Worker: video.processing.worker.js:

var gearmanNode = require('gearmanode');
var videoProcessingWrapper = require('./video.processing.wrapper');
var videoProcessingWorker = gearmanNode.worker();
videoProcessingWorker.addFunction('processVideo',function(job){
videoProcessingWrapper.processVideo(job);
});

Note:
A machine can have number of workers equal to the number of cores in the system. If we use clustering in Gearman it helps us to use our resources efficiently and assign jobs to each worker in a core depending on it availability. Finally gearman will handle traffic and errors accordingly and thus keep your project up and running.
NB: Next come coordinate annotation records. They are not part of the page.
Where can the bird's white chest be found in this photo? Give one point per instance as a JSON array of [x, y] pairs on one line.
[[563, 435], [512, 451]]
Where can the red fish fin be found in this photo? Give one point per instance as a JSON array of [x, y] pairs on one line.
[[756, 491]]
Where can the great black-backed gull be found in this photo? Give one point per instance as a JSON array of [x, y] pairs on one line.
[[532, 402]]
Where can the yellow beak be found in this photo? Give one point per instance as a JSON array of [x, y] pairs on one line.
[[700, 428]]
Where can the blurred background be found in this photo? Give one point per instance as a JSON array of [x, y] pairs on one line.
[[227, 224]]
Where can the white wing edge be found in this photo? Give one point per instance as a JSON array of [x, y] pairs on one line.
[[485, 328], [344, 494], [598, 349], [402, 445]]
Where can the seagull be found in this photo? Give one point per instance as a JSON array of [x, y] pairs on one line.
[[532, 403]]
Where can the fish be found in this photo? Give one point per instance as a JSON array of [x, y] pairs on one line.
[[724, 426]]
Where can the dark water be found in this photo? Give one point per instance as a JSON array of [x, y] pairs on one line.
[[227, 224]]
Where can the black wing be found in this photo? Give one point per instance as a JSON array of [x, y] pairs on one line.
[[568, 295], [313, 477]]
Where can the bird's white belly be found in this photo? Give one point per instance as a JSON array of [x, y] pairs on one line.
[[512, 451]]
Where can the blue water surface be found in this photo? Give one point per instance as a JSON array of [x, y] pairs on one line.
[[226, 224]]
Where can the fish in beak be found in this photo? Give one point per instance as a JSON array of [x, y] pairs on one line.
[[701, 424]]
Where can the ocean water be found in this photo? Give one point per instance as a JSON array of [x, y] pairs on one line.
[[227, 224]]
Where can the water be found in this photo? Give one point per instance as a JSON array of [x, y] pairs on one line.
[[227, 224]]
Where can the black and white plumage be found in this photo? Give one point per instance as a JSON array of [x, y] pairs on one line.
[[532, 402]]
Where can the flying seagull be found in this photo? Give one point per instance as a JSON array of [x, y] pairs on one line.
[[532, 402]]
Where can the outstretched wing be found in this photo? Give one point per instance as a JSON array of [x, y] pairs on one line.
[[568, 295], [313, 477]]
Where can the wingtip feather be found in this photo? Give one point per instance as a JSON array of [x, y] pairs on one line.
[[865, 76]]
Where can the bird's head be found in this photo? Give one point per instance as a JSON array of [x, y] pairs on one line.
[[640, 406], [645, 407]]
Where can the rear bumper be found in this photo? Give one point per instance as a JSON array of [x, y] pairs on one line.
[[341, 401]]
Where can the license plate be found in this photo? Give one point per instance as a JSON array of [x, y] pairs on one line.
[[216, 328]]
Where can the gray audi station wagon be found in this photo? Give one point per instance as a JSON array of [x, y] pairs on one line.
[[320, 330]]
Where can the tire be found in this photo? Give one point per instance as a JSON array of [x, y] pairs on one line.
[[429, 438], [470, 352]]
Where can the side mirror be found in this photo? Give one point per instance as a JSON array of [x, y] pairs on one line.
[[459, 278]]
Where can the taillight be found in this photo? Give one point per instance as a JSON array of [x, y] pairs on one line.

Video processing and FFMPEG

Now, write your video processing code under the file ‘video.processing.wrapper.js’ under the same directory as the gearman client and worker.

video.processing.wrapper.js:

exports.processVideo = function (videoId)
{
// code goes here using FFMPEG
};

Running the project

Run the worker first. It will allow worker to be ready if a job is sent by the client.
Run the client. We had defined a cron job that queried for unprocessed videos and called the client with the video details.

videoProcessingClient.submitVideoForProcessing(videosToProcess[i]._id);

Ending Note

Our Observations

  • FFmpeg is CPU consuming.
  • Video output more than usually requires multiple tests on variety of videos ranging from size, quality and type to get the most appropriate or desirable output.
  • Having a test video suite where changes are tested in an automated script can reduce test time drastically.